Some time later the self-appointed honour-guard straightened, saluting, and, after bowing to her, jogged off. Devaleth turned to see the Blue Admiral, Swirl. The Moranth draped a blanket over her shoulders.

‘High Mage,’ he began, wonder in his voice, ‘I am amazed. Had I known — we would have merely stood aside to let you clear the way.’

She shook her head. ‘That wasn’t me. I just tapped something abiding within Ruse. Something so immense the mere possibility of it allowed this.’

The Blue Admiral tilted his helm. ‘I confess I do not understand. Does this bear on the High Fist’s last orders?’

‘What were they?’

‘Fist Shul is to strike inland, take high ground. The fleet is to withdraw from the coast.’
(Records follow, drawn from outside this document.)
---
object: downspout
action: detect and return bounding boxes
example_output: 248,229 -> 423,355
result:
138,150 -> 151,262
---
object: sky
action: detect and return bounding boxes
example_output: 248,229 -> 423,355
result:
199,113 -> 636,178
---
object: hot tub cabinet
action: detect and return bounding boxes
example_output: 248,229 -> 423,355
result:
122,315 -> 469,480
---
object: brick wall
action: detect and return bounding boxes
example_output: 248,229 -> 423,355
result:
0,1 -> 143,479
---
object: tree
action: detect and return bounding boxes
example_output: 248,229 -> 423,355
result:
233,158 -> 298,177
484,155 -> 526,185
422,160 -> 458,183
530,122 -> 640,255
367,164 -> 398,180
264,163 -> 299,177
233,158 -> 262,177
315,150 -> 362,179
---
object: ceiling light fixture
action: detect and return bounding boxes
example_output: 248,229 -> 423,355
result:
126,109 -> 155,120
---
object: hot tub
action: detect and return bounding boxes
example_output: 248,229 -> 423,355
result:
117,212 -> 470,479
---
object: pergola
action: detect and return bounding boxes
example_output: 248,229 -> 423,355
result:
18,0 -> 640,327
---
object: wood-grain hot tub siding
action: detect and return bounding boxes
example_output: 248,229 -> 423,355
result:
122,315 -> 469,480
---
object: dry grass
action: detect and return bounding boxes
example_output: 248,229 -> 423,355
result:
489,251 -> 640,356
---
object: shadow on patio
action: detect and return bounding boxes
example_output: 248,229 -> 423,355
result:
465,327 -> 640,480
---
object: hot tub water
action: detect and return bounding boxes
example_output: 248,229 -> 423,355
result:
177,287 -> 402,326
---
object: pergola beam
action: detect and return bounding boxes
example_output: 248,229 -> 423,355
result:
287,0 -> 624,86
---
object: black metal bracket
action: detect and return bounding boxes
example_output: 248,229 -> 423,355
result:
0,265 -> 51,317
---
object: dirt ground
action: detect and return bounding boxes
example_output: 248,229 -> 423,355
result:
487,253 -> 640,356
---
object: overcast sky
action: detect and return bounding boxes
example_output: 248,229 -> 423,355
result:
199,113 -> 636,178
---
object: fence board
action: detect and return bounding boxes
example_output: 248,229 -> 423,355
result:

She jumped up, tottering, clutching the blanket. ‘Yes! That is it. We must withdraw to the centre of the Narrows. Shul will take the troops. He, all of us, we have until tomorrow.’

The Admiral bowed. ‘We will complete the unloading as soon as possible, then. Will you not return to the flagship?’

She nodded her relief. Gods, yes. I can feel her pushing against me. Raging. Full of hate and poison. Best to get away as soon as possible.

She took a step and would have collapsed but for the Admiral’s catching at her arm. Dizzy, she thanked him. He waved guards to him, ordered them to return her to the flagship. Despite her distaste for displaying weakness, she allowed them to walk her to the nearest boat.